Respect. Accept. Adapt.

It’s a critical cycle in life.

Respect. Accept. Adapt.

It’s often more challenging than it appears on the surface.

Respect. Accept. Adapt.

It comes easier in some aspects—and some seasons—of life than others.

Respect. Accept. Adapt.

It’s become a necessity to repeat this cycle frequently in recent months.

Respect. Accept. Adapt.

Gradually it’s become a mantra for coping—and maybe even growing—in these strange and often uncertain times.

Respect. Accept. Adapt.

As runners, we are often admonished to ‘respect the plan’, meaning that we should trust that if we follow the workouts and mileages laid out, then we’ll making it to the finish line. There are all other manner of rules and states and circumstances to respect: fellow runners, traffic laws, the weather, the mountains, our own bodies and their capabilities. There is, or at least generally we’re expected to feel there is, an intrinsic value, quality, or authority that demands a certain level of deference. Respect helps us avoid placing our own ego at the center of the universe, at least some of the time.

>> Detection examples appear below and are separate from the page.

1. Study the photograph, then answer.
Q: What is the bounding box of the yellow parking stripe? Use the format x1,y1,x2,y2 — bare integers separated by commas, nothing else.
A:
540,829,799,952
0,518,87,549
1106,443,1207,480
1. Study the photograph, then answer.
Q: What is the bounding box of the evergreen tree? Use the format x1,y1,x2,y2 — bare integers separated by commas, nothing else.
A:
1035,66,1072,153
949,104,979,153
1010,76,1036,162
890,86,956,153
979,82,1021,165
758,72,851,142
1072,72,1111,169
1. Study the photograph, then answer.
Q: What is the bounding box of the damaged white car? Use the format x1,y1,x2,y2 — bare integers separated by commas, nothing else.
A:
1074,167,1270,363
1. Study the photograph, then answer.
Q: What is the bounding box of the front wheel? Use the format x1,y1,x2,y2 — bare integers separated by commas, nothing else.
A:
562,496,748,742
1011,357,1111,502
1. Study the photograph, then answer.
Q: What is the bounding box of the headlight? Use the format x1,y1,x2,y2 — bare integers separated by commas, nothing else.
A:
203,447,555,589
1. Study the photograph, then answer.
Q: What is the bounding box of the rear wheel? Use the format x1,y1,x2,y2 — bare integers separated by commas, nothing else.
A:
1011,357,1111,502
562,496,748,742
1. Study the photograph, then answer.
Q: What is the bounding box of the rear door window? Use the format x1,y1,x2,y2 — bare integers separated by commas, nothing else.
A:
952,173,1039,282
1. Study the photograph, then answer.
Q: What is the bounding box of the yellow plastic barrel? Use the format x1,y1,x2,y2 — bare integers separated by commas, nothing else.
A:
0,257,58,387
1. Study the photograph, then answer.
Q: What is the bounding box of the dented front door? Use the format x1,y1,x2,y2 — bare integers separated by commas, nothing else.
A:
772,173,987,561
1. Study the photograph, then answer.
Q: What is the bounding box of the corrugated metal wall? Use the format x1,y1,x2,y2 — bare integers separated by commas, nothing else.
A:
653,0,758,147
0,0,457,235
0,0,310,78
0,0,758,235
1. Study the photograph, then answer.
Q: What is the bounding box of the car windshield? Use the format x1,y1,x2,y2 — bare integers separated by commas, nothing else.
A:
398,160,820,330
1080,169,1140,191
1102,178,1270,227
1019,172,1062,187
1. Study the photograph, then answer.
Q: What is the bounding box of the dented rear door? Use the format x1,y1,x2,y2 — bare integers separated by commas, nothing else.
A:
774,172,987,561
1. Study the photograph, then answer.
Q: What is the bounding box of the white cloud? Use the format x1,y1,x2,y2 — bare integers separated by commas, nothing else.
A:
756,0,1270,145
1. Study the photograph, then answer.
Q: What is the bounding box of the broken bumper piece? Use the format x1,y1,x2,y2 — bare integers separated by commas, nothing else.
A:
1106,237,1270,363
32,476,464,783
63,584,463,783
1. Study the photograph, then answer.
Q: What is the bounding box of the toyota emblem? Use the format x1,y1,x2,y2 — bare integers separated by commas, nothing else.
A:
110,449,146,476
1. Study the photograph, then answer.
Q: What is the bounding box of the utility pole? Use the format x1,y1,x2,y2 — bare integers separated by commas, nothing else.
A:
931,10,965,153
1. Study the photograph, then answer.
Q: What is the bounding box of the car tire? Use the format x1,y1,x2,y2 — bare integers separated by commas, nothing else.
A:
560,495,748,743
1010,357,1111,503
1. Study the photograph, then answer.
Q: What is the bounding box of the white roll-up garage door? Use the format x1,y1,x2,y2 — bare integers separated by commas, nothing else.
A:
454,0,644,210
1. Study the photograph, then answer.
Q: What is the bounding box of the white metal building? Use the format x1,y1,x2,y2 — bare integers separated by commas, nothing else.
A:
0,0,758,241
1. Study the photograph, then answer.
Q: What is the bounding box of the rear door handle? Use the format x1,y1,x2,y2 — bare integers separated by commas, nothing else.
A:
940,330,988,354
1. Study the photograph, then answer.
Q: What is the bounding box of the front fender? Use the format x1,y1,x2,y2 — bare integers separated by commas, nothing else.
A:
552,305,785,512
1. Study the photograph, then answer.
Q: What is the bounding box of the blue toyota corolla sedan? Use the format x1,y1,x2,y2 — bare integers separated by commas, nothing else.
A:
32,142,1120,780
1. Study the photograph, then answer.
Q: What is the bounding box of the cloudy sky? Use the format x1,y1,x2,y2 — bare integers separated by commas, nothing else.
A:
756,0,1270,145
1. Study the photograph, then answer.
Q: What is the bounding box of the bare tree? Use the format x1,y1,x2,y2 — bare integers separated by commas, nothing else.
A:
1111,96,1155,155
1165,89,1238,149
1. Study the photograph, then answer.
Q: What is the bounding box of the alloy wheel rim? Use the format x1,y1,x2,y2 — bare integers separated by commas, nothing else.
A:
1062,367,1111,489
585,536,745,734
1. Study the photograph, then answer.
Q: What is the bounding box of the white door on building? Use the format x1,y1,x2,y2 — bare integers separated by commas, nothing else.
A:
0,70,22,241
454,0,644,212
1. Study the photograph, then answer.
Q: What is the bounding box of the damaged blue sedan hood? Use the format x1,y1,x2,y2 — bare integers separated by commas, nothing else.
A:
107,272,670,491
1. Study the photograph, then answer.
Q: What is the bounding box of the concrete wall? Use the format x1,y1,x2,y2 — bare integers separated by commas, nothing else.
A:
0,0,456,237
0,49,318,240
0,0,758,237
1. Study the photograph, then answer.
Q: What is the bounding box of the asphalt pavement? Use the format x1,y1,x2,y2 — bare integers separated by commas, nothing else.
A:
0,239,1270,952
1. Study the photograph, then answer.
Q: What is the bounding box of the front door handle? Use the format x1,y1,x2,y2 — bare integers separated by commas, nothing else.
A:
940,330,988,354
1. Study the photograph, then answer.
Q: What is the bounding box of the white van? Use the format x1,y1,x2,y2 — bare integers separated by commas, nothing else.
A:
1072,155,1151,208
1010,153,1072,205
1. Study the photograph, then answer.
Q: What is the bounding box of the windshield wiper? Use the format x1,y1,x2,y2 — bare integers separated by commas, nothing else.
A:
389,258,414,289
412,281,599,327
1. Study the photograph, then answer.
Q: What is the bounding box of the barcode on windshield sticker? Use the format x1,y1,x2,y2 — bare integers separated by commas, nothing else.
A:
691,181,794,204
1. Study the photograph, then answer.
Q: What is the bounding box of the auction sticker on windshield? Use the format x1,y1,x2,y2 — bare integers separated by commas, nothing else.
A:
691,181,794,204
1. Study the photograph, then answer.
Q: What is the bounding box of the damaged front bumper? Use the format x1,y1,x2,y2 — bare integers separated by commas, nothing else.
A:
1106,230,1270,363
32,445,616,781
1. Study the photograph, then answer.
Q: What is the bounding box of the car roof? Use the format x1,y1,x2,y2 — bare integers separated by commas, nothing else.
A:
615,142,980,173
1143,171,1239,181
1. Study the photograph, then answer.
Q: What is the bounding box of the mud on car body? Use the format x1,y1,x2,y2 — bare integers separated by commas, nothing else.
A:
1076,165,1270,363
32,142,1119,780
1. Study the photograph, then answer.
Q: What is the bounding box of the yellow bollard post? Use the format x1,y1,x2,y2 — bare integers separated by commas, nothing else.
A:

Now if I respect these things, then I will accept certain limitations on my own plans or behavior. Because I respect my fellow runners, I accept that I will share the trail with them. Because I respect the power of nature, I understand the risks of running in the mountains, and I accept that I should carry extra gear and calories. Because I respect the training plan, I accept this week’s mileage or the long run buildup—I don’t slack off or overdo it because.

Sometimes, though, adaptation is required to maintain the balances of respect and acceptance. Sometimes we have to choose a priority and modify another element accordingly. If I accept that today the stress or lack of sleep are wearing me down, then I may have to change the training plan today—the plan that I’ve been told to, and generally do, respect.

The current pandemic has introduced a whole new set of considerations. Many (and I am hopeful most) people respect scientific expertise and the lives of fellow humans. We’ve accepted the restrictions set forward by our state or local governments or by the recommendations of public health experts. We adapt our behaviors whether that’s distancing when we can, covering our faces when we can’t, or avoiding crowded trails and parks.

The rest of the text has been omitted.